Labor is fully aware, however, that it may have to do battle with lame duck President Bush and Republican obstructionists in the Senate to win economic relief for Main Street before the new administration takes office.

As evidence of the need for emergency action now they point to the sharp decline in gross domestic product, 0.3 percent from July 1 through September. At the same time ExxonMobil announced its $11.7 billion profits, the largest profit margin in U.S. corporate history.

“Even Bush should realize something has to be done,” said AFL-CIO President John Sweeney. “We need a genuine economic stimulus package now, in the next 30 days, to boost our economy before already struggling, hard-working families suffer even more from a downward spiral.”

Laborers President Terry O’Sullivan insisted when he spoke before the congressional Transportation Committee on Oct. 29 that the tax rebates given to consumers earlier in the year and the $700 billion Wall Street bailout have had no lasting impact because they created no sustainable jobs. “It was like using a can of Red Bull and a candy bar to fix the problem,” he declared.

O’Sullivan said thousands of construction projects could be started immediately and that, with a jobless rate of 10 percent in construction, the workers are available now.

In the public sector alone, retrofitting of buildings to save energy would put almost a million people to work at an average pay of $40,000 and would provide long-term benefits to the nation, he said.

Presidents of the nation’s two huge teachers’ unions, Randi Weingarten of the AFT and Dennis Van Roeckel of the NEA are telling Congress that the schools must be part of any stimulus package.

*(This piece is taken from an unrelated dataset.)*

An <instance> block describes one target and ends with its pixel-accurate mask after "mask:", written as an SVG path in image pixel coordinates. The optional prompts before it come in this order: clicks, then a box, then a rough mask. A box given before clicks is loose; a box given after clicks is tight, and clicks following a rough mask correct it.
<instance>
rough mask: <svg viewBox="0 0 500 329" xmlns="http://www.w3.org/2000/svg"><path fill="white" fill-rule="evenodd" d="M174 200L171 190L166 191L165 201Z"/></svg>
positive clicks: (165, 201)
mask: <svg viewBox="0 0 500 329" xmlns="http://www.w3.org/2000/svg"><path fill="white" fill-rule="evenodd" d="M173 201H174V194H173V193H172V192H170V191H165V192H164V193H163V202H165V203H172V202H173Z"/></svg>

Weingarten says the squeeze on state budgets is hurting schools badly. Marcia Reback, AFT president in Providence, R.I., provided an example when she told lawmakers that all music programs in her district have been eliminated.

“Education and the economy are intertwined,” Weingarten said. “When the economy is weak, workers lose their jobs, their homes and their healthcare. The effect of these losses doesn’t just hit the workers, it also affects their children, our students.”

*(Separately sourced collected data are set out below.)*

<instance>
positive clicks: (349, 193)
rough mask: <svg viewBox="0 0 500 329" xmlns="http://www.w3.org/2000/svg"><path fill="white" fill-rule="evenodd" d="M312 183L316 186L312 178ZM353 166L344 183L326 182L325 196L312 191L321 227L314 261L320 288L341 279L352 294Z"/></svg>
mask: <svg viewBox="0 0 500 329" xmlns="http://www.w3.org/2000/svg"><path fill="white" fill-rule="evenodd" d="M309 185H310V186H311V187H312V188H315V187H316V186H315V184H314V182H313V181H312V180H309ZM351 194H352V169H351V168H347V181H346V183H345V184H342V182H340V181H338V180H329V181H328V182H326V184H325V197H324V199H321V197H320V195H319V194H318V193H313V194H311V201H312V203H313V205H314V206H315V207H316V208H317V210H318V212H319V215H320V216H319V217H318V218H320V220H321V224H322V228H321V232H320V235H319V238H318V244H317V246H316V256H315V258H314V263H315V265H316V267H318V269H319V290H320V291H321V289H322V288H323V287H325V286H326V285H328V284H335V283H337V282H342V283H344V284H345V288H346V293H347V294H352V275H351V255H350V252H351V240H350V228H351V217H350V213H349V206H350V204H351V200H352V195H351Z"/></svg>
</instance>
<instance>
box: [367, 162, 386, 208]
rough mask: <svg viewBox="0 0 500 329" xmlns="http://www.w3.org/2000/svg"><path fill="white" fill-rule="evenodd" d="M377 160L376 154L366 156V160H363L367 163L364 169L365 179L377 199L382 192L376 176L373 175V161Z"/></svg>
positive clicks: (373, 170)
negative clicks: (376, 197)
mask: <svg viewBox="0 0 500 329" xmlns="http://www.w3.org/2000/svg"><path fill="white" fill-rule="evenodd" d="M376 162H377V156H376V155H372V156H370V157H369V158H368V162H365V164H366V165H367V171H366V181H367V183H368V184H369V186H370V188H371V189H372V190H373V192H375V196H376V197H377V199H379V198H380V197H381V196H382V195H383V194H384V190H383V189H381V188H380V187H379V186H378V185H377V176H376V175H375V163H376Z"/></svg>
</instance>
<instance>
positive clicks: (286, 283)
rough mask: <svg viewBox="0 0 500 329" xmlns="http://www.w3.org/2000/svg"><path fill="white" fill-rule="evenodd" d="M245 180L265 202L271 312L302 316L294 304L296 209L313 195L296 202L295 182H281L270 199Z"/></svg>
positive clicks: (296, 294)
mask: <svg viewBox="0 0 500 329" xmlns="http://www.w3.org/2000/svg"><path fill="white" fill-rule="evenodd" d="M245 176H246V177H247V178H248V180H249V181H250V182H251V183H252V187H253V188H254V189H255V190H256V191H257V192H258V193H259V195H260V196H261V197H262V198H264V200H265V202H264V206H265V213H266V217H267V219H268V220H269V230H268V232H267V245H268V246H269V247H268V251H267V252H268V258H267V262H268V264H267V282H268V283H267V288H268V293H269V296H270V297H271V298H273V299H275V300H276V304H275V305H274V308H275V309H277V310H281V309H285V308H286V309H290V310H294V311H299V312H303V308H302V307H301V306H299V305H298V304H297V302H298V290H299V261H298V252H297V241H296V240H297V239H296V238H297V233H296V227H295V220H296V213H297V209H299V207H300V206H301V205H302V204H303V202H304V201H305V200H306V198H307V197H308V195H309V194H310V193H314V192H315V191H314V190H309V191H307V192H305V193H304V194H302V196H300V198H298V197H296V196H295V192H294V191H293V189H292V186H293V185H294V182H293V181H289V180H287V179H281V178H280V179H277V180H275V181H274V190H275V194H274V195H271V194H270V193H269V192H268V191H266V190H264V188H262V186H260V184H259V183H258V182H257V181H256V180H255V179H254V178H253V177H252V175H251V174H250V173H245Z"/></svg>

She said the nation’s school buildings need at least $286 billion in immediate repairs that, if done, would put people to work and bring in more tax dollars to hard-pressed school districts.

NEA President Van Roekel said, “Many districts are being forced to raise prices for school meals due to escalating food costs. Schools report a steady stream of anxious parents, often in tears, pleading for free meals for their children because they do not have 70 cents a day for reduced price meals.”

When Ron Blackwell, the AFL-CIO’s chief economist testified he laid out numerous recommendations that would put more money in the hands of workers, not the least of which was extension of unemployment benefits from their current 26 weeks to 39.

Blackwell used his time to testify, however, to go well beyond the immediate stimulus package and to discuss longer term fixes for the economy.

He said the nation’s trade deficit could be fixed by making the terms of trade more equal and by protecting the rights of workers in other countries. He said the harmful economic imbalance between workers and bosses could be corrected by passing the Employee Free Choice Act:

“The imbalance of bargaining power between workers and their employers is responsible for the stagnation of wages and the rupture of the crucial relation between wages and productivity that served as the foundation of the social contract,” he said. “It also led to low savings and forced workers to use credit to keep going.

“Correcting this imbalance means creating full employment, a meaningful minimum wage and reforming our labor law to allow workers to freely associate with their fellow workers and form a union to bargain collectively. This is essential to restoring the economy to strength and sustainability,” he said.